A reforma tributária divide os empresários

Empresários na coletiva de imprensa que lançou o movimento contrário à reforma tributária prevista nas PECs 45 e 110. (Foto: Divulgação/Associação Comercial de São Paulo)

Por mais consensual que seja a necessidade de uma reforma tributária no Brasil, a sua tramitação no Congresso será mais difícil que o imaginado, graças a um racha dentro do empresariado nacional. Enquanto uma ala, formada principalmente por multinacionais e pelo setor industrial, defende a simplificação de tributos nos moldes propostos pelas PECs 45 e 110, outro grupo também defende a simplificação, mas com desoneração da folha de pagamento e sua possível substituição por um imposto aos moldes da antiga CPMF – é a posição do comércio, do setor de serviços e de grupos como o Brasil 200, liderado por Flávio Rocha, dono da rede Riachuelo.

O que mobiliza os dois lados deste embate não é a distribuição da arrecadação entre União, estados e municípios, hoje tremendamente desequilibrada em favor de Brasília, deixando muitos entes subnacionais em situação fiscal crítica – esta batalha ficará a cargo de governadores e prefeitos, já que em todos os modelos previstos a simplificação unificará impostos federais, estaduais e municipais em um único tributo, o que levará a longas discussões sobre como o dinheiro arrecadado será dividido. O que coloca empresários uns contra os outros é a perspectiva de pagar mais ou menos impostos em comparação com o que ocorre atualmente, em nosso sistema disfuncional.

Independentemente da posição vencedora, o grosso da arrecadação continuará vindo da produção e do consumo, em uma estrutura que sempre pune os mais pobres

A unificação proposta pelas PECs não atinge apenas os tributos, mas também as alíquotas – o que, entre outros efeitos, pode acabar com a chamada “guerra fiscal”. E é aqui que reside a controvérsia. Os representantes da indústria alegam que seu setor paga impostos demais e por isso perde competitividade interna e externa, enquanto outros ramos da economia são subtributados, e o ideal seria equalizar o que consideram uma distorção.
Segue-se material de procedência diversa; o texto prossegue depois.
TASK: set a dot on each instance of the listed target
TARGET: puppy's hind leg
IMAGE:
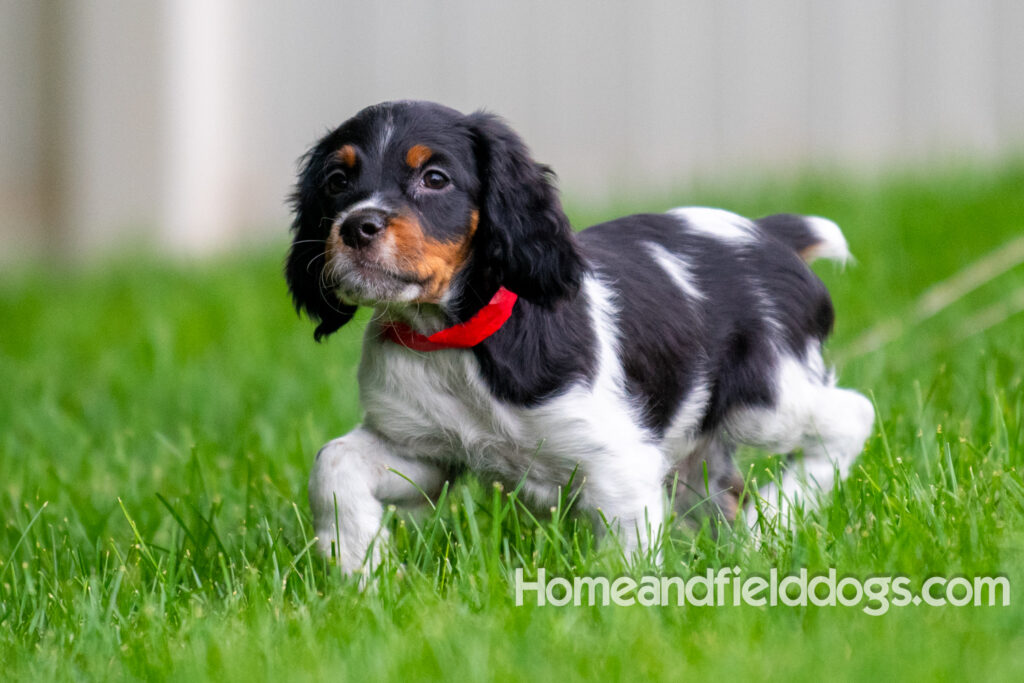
(707, 481)
(828, 424)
O grupo contrário às PECs coloca ênfase não na isonomia, mas geração de empregos, ressaltando que as propostas vão onerar setores que respondem por 80% do mercado de trabalho nacional – comércio, serviços, construção e agronegócio. A elevação da tributação em alguns desses ramos resultaria em aumento da informalidade e, consequentemente, menor arrecadação, além de atrapalhar a geração de empregos – daí a defesa da desoneração da folha, compensada pela “nova CPMF”. Este bloco ganhou o apoio do ex-secretário da Receita Federal, Marcos Cintra, demitido justamente por sua defesa de um imposto sobre transações financeiras.
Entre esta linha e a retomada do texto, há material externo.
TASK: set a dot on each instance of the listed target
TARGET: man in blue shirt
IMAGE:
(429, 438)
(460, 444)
Neste tipo de disputa, independentemente de quem vença, continuará mantido um dos problemas estruturais do sistema tributário brasileiro. Mesmo que parte dos impostos hoje pagos pela indústria passe a ser bancada por outros setores, ou ainda que haja alguma desoneração da folha de pagamento em troca de um novo tributo, o grosso da arrecadação continuará vindo da produção e do consumo, em uma estrutura que sempre pune os mais pobres. Isso porque o valor pago em impostos sobre um produto ou serviço depende do seu preço, e não da classe social do contribuinte – o imposto que não fará falta quando um rico adquire um item pode fazer a diferença para o pobre que compra o mesmo produto.

A comissão mista do Congresso, com 25 deputados e 25 senadores, já foi criada pelos presidentes das duas casas, começando suas reuniões em 3 de março. Ela tem prazo de 45 dias para apresentar uma proposta unificada, harmonizando as duas PECs já existentes e as propostas que o governo eventualmente apresentar; outros agentes, como o próprio Brasil 200, só conseguirão se fazer ouvir se tiverem força política para levar suas propostas à comissão. No entanto, o leque de possibilidades exposto até agora só permite imaginar que a prioridade será mesmo a simplificação e talvez algum tipo de substituição, caso se opte pela desoneração da folha. Com poucas alterações na tributação sobre patrimônio e renda, e a manutenção da ênfase na arrecadação sobre produção e consumo, a reforma tributária certamente trará avanços, mas não será tão profunda a ponto de estabelecer no país uma verdadeira justiça tributária, em que paga mais quem tem mais.